Sunny Sliger and Vince Jones’ exhibition “This Is It” features hundreds of uncannily true-to-life construction paper figures of well-known personalities drawn from our image-dominated media culture. Each starts as a blank paper form like the gingerbread people found in holiday kitchens and grade-school art classes (where in fact the idea for the series arose). The artists then use their sophisticated sense of color, scale, texture and drawing-like talent with scissors to make these jolly figures who we can immediately identify: an opera singer, a cartoon hero, a politician, a ghoul, a television siren and more, seemingly go on and on in an infinite parade.

Backstories and personalities are telegraphed by dress, accessories, objects and sometimes pose via the artists’ incisive ability to pinpoint and convey each character’s essential markers. The works can well be seen as simple (though clearly not artless) representations of famous figures we have fun identifying.  The artists themselves have stated that their creations are fairly straightforward, and there is no hidden dialog behind them other than the distinct pleasure in thinking about, making and seeing them as individuals and relating to one another. 

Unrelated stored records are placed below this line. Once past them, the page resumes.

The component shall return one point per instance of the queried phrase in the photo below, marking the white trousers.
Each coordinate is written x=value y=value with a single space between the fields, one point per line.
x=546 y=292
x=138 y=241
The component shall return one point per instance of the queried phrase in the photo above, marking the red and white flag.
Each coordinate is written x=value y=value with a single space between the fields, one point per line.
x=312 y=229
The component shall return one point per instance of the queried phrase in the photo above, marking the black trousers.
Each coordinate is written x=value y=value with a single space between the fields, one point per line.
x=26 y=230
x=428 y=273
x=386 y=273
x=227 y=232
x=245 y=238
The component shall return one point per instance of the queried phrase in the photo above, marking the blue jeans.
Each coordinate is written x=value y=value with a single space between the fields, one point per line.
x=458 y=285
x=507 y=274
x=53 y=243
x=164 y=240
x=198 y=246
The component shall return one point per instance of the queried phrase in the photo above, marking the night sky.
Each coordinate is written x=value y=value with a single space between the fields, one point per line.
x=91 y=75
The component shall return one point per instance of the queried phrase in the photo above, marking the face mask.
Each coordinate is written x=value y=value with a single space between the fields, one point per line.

Yet as with all intriguing works of art, the longer one looks at these figures the more potential meanings arise. After a while each of these happy beings begins to function like a little Cindy Sherman photograph filtered through the sensibility of a perceptive, artistically “talented-beyond-their-years” young person. Taking its title from a still of Michael Jackson in full-on performance, the exhibition can’t help but raise questions about identity, social roles and expectations, dress, costume, fame, fortune, incident and history. Sliger and Jones’ delightful yet multi-layered characters indeed provoke many thoughts on what these figures can represent to us; what role they have played in our lives, and, finally, whose choice it was that they have become so deeply and flawlessly lodged in our minds.